Dr. Basir’s research spans a variety of cutting-edge topics, including Intelligent Embedded Systems, Sensory Systems Design, Biologically Inspired Intelligent Systems, and Human-Computer Interface (HCI) Systems. He has authored and co-authored over 400 scientific publications and holds a remarkable 121 issued and pending patents.

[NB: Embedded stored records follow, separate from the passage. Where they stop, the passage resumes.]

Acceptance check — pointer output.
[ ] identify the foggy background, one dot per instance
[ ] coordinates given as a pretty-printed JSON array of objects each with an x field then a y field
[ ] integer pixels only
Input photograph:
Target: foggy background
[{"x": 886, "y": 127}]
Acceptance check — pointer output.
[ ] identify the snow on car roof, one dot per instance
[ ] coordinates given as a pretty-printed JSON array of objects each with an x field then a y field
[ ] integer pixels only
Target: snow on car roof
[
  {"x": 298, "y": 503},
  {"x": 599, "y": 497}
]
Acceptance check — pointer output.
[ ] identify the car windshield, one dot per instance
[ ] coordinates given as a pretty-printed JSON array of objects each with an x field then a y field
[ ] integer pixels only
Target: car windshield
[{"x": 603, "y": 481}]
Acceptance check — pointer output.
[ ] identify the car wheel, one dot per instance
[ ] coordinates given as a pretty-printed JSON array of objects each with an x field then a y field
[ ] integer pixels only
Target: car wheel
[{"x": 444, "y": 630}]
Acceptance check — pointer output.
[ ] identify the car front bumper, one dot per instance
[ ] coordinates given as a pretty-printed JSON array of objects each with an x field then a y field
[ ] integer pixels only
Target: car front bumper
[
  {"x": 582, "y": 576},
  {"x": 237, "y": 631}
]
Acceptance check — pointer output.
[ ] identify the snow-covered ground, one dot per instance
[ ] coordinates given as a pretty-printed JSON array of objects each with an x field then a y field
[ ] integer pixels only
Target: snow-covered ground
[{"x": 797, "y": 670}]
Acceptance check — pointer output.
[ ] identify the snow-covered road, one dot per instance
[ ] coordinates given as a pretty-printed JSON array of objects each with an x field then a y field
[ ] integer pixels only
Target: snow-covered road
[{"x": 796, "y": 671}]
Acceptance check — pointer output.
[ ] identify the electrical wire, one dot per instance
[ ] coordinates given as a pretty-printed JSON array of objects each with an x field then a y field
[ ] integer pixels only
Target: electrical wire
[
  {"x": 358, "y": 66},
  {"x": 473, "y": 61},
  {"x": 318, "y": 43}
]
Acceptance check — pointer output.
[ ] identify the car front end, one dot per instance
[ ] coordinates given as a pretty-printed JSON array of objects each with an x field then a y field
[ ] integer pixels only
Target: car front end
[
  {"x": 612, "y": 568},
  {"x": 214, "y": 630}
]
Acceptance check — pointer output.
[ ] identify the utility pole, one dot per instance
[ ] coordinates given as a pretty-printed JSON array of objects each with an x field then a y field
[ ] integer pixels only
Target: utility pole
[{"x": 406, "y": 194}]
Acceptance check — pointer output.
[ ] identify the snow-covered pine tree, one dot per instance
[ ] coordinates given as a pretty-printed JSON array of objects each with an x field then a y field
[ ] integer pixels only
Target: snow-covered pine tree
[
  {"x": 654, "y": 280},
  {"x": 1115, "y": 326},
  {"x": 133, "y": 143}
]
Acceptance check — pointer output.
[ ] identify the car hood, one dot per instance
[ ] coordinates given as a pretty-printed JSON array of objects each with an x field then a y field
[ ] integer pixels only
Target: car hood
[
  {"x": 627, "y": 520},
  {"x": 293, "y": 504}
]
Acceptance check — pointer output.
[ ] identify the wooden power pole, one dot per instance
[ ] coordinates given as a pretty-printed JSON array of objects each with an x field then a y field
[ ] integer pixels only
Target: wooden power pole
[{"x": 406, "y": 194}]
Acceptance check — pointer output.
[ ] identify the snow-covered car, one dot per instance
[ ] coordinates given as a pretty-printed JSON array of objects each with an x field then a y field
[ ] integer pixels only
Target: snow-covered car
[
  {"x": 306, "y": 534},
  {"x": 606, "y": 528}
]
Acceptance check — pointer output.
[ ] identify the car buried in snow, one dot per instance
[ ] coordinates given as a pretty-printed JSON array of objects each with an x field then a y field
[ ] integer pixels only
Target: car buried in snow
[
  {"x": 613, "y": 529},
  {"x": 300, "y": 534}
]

In addition to his academic achievements, Dr. Basir is an entrepreneur. He is the founder, president, and CEO of Intelligent Mechatronic Systems (IMS), a leader in telematics and infotainment technologies. IMS is at the forefront of the connected car industry, merging telematics and infotainment technologies to create safer, smarter, and more sustainable driving experiences. Dr. Basir is also a co-founder of Voice-Enabled Systems and Technology.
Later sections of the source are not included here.